Australia puts counter-terrorism units in airports
New counter-terrorism units have been set up at two Australian airports, PM Tony Abbott says, amid concern over Australians fighting in Iraq and Syria.
Mr Abbott told parliament units in Sydney and Melbourne began operating last week.
They had already intercepted at least one person of interest, he said.
Meanwhile Australia's top spy says that 15 Australians are believed to have died fighting for Middle East-based extremist groups like Islamic State.
Mr Abbott did not give further details about how the person was intercepted or their intended destination.
He said the move would be extended to all Australia's international airports, with an additional 80 border force officers to monitor the movements of people on security watch lists.
Biometric screening would also be introduced to all international airports, according to Fairfax Media.
At least 60 Australians were known to be fighting with jihadist groups in Syria and northern Iraq, the prime minister said.
Separately, the director general of Australia's spy agency, David Irvine, told reporters that 15 Australians fighting with militant groups were believed to have been killed in the current conflicts in Iraq and Syria, including two young suicide bombers.
Dozens of Australian fighters had already returned home and "a good number of these" remained a concern to the authorities, he said.
Mr Irvine said 100 or more people in Australia were "actively supporting" militant groups by recruiting new fighters, grooming suicide-bombing candidates, and providing funds and equipment.
Australia and the United States signed an agreement on Wednesday to share information that would confirm identities of foreign travellers at airports.

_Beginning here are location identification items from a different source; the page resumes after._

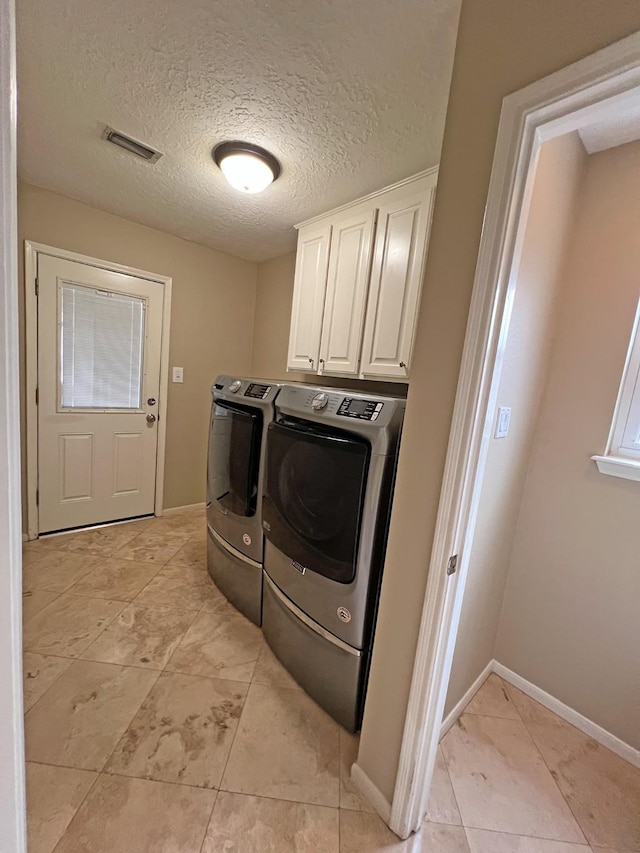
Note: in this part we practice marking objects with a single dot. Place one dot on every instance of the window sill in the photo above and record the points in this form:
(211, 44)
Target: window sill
(618, 466)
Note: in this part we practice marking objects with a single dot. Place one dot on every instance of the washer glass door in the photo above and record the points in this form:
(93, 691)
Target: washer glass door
(314, 496)
(234, 457)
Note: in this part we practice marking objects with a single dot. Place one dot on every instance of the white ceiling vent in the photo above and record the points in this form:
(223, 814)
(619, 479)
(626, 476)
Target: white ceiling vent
(132, 145)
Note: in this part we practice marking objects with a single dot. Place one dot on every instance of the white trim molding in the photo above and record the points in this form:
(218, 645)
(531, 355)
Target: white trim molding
(178, 510)
(618, 466)
(592, 89)
(565, 712)
(372, 794)
(31, 252)
(593, 730)
(13, 826)
(459, 707)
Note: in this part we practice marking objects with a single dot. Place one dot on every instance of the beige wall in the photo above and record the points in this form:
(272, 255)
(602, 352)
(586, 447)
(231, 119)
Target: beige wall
(271, 339)
(501, 47)
(212, 314)
(527, 352)
(570, 614)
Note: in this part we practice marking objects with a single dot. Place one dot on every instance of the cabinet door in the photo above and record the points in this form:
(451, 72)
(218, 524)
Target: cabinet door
(396, 282)
(347, 285)
(309, 289)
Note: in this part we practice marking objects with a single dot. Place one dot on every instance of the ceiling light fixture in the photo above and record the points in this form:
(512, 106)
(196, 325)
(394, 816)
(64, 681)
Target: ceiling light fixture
(246, 167)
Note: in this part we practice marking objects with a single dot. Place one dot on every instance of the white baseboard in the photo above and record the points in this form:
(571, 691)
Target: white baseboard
(624, 750)
(371, 792)
(459, 707)
(176, 510)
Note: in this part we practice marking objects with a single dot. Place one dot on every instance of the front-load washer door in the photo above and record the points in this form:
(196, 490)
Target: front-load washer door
(314, 496)
(234, 458)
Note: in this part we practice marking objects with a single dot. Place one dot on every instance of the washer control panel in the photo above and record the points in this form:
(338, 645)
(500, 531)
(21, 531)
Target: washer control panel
(258, 392)
(319, 401)
(367, 410)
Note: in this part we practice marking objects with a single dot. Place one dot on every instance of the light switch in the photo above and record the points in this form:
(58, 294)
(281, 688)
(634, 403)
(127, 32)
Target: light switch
(503, 421)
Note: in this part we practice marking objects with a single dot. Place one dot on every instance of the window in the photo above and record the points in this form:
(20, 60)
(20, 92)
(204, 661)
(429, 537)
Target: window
(101, 342)
(622, 454)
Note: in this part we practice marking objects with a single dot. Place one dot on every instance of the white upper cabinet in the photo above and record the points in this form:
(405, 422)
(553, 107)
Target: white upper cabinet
(347, 285)
(310, 284)
(357, 284)
(396, 281)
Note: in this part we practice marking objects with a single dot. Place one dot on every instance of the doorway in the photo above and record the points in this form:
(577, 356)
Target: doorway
(97, 356)
(598, 89)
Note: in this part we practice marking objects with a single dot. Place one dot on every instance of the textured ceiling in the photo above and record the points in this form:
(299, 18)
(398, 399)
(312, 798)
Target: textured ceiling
(350, 95)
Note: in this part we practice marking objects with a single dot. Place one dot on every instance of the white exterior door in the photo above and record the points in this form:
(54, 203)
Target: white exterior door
(347, 284)
(309, 289)
(396, 281)
(99, 346)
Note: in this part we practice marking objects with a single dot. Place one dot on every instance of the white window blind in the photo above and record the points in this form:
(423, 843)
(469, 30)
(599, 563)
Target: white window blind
(101, 348)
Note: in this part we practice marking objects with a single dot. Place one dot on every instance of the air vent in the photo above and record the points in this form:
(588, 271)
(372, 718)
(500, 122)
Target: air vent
(131, 145)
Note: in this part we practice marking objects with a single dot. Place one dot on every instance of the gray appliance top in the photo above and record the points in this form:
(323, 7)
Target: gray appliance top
(362, 412)
(248, 391)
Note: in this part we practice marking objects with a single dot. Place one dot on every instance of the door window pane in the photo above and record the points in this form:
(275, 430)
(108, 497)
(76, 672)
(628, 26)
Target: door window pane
(101, 348)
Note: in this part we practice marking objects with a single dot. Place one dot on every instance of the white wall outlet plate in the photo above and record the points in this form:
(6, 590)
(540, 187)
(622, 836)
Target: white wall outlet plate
(503, 421)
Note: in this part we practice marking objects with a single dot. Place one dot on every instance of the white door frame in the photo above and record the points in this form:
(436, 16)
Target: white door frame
(31, 252)
(13, 834)
(594, 88)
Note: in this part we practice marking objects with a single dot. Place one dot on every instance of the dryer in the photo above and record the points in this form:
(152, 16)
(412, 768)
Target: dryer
(241, 412)
(331, 461)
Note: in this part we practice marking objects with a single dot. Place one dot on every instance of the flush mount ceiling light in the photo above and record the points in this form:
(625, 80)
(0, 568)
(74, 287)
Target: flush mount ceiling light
(246, 167)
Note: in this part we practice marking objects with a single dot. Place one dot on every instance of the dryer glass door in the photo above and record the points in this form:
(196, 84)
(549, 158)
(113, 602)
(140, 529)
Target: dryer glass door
(314, 497)
(234, 457)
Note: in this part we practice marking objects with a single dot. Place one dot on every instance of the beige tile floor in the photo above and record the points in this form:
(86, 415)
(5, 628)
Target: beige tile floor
(158, 721)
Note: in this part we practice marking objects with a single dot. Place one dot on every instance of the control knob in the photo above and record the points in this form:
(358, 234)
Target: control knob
(319, 401)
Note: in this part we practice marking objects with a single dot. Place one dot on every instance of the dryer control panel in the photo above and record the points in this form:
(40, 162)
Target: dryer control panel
(355, 407)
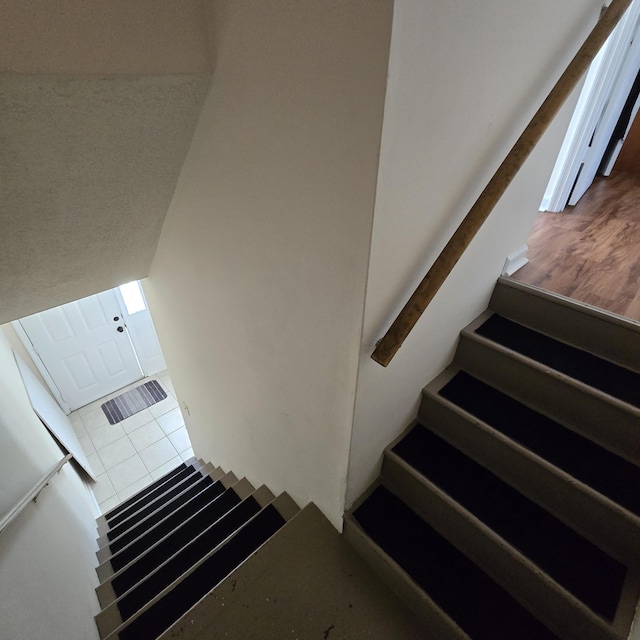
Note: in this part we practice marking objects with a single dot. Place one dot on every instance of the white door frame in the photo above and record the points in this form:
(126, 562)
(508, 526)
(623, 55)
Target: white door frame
(606, 79)
(33, 354)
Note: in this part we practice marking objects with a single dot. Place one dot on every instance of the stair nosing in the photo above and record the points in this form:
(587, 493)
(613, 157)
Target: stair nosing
(158, 567)
(165, 478)
(542, 579)
(106, 547)
(566, 301)
(572, 481)
(618, 548)
(155, 544)
(155, 500)
(203, 475)
(135, 504)
(353, 527)
(116, 632)
(601, 410)
(559, 376)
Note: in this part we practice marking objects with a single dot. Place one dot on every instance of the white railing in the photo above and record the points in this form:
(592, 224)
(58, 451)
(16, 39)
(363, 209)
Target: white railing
(32, 494)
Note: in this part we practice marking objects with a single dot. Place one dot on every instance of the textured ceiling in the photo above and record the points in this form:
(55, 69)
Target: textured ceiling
(88, 167)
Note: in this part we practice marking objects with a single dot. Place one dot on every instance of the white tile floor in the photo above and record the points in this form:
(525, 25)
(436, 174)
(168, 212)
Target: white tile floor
(133, 453)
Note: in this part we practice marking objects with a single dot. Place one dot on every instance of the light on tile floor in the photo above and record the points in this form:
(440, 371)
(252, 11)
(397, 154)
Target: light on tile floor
(133, 453)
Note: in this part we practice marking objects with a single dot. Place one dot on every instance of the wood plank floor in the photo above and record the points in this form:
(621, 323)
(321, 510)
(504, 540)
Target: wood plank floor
(591, 252)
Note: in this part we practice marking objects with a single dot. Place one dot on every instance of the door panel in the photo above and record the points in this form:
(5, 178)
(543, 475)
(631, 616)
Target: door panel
(81, 348)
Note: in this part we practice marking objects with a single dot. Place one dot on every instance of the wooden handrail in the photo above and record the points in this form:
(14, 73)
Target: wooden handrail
(442, 267)
(32, 494)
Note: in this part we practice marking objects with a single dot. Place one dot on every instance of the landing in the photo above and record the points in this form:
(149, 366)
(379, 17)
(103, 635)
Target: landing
(307, 583)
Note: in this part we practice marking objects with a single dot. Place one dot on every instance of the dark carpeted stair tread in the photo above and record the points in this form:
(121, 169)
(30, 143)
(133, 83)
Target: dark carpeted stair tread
(602, 470)
(169, 523)
(144, 511)
(149, 493)
(159, 514)
(575, 563)
(133, 499)
(617, 381)
(189, 555)
(483, 609)
(152, 622)
(222, 502)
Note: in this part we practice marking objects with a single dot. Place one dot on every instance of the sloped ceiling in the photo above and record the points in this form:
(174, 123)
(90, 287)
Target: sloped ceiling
(90, 155)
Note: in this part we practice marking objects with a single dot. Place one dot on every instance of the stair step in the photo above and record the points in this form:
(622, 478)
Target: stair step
(604, 522)
(592, 370)
(597, 331)
(306, 582)
(479, 606)
(176, 599)
(123, 506)
(159, 514)
(166, 525)
(573, 562)
(179, 562)
(607, 473)
(145, 508)
(130, 575)
(610, 422)
(147, 497)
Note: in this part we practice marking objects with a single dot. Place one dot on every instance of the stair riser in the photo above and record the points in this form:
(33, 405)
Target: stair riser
(149, 509)
(585, 327)
(130, 514)
(433, 618)
(282, 504)
(109, 550)
(599, 520)
(159, 531)
(105, 592)
(551, 604)
(127, 504)
(613, 425)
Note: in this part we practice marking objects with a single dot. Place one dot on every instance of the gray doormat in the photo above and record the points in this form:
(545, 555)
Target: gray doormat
(130, 402)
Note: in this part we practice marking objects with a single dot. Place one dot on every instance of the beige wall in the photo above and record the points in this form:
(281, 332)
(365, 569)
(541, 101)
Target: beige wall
(47, 555)
(257, 287)
(464, 80)
(95, 37)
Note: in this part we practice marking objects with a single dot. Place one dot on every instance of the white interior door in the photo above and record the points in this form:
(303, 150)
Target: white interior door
(621, 86)
(85, 347)
(140, 326)
(605, 89)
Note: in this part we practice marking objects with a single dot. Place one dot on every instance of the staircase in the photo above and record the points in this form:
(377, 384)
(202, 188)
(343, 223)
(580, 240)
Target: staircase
(167, 547)
(511, 507)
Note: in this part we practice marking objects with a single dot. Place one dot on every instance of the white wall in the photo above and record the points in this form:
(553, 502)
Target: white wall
(464, 80)
(47, 556)
(257, 286)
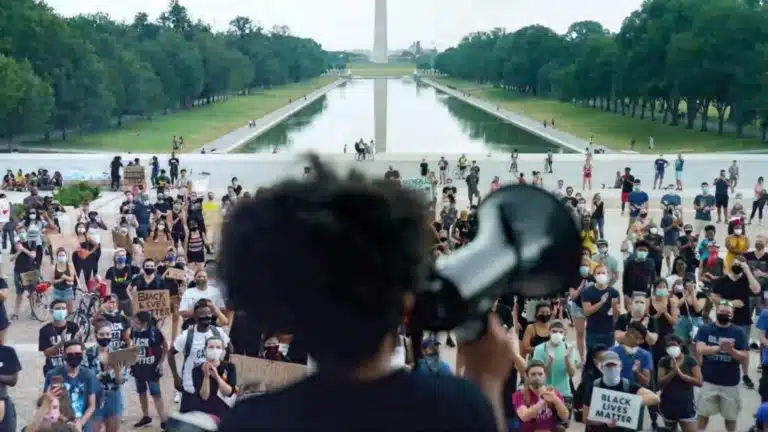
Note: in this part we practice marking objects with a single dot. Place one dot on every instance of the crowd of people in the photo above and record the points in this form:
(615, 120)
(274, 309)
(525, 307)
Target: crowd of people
(677, 315)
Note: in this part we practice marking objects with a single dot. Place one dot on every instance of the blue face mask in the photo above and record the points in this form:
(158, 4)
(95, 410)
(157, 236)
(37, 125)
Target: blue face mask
(59, 315)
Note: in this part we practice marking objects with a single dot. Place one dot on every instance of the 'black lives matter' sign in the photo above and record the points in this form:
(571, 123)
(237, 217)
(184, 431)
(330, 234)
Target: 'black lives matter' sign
(607, 406)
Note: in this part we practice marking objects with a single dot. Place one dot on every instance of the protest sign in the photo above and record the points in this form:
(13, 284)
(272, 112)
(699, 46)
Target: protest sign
(122, 241)
(175, 274)
(273, 374)
(156, 301)
(609, 405)
(125, 357)
(133, 175)
(156, 250)
(69, 242)
(30, 278)
(420, 184)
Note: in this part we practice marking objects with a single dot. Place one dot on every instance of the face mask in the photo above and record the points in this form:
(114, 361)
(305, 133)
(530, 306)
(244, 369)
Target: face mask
(673, 351)
(611, 376)
(536, 382)
(213, 354)
(59, 315)
(556, 338)
(73, 360)
(204, 322)
(723, 319)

Australia is also spending an extra A$630 million (£354m, $587m) over the next four years to tackle the threat of home-grown terrorism. This week the government announced that as part of that package, it would spend A$64 million to help prevent young people from becoming radicalised.
Mr Abbott had earlier announced Australia would restrict citizens from travelling to certain areas to join militant groups.
The moves follow a series of disturbing reports. An image of a young boy, reportedly the son of an Australian terror convict, holding a Syrian's severed head shocked Australia earlier this month.
In July, an 18-year-old suicide bomber from Melbourne killed several people in a market near a Baghdad mosque.
In the same month authorities in Canberra issued arrest warrants for two Australian Islamic State fighters, after one was pictured brandishing the severed heads of what appeared to be Syrian government soldiers.